On Tuesday, the yield on Japan’s 30-year government bonds surged to 2.88%, its highest level since 2004, marking a dramatic increase of almost 60 basis points in just a week. The spread between the 30-year and five-year bonds has also widened to levels unseen for nearly 20 years, signaling growing investor concern. Meanwhile, the 10-year yield climbed 30 basis points to 1.37%, but still remains well below the recent peak of 1.59%.
This sudden shift in the Japanese bond market is raising concerns among global investors. Japan has long been one of the largest international holders of U.S. Treasuries, with holdings amounting to $1.079 trillion. The country’s low bond yields have provided a stabilizing influence on global financial markets, encouraging risk-taking behavior.
However, the recent rise in long-term bond yields could prompt Japanese investors to repatriate capital, selling off foreign bonds and unwinding yen-funded carry trades. This shift could trigger increased volatility in the U.S. Treasury market and exert upward pressure on the yen, which may add to risk aversion in global markets.
Garry Evans, Chief Strategist for Global Asset Allocation at BCA Research, warned of the potential impact. “If Japan begins pulling capital back home, it could create significant turbulence in global markets,” he said in an interview with CNBC. “Japan holds the largest international investment position in the world, and any shift in that could have far-reaching consequences.”
For Bitcoin, the rising bond yields come at a time when the cryptocurrency has shown some resilience.

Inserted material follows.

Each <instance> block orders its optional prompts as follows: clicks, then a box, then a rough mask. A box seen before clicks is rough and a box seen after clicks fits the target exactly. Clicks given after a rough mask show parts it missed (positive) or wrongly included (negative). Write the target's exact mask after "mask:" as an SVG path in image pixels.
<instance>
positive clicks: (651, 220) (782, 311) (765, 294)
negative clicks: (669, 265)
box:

While the broader market has been roiled by tariffs and other macroeconomic factors, BTC has managed to perform better than traditional equities like the Nasdaq and S&P 500. However, Bitcoin has still been on a downward trajectory since early February, likely reflecting ongoing concerns about the trade war and broader economic instability.
As markets continue to navigate the complexities of rising Japanese bond yields, tariffs, and other economic uncertainties, Bitcoin’s ability to maintain its recent resilience will be closely watched by traders and investors alike.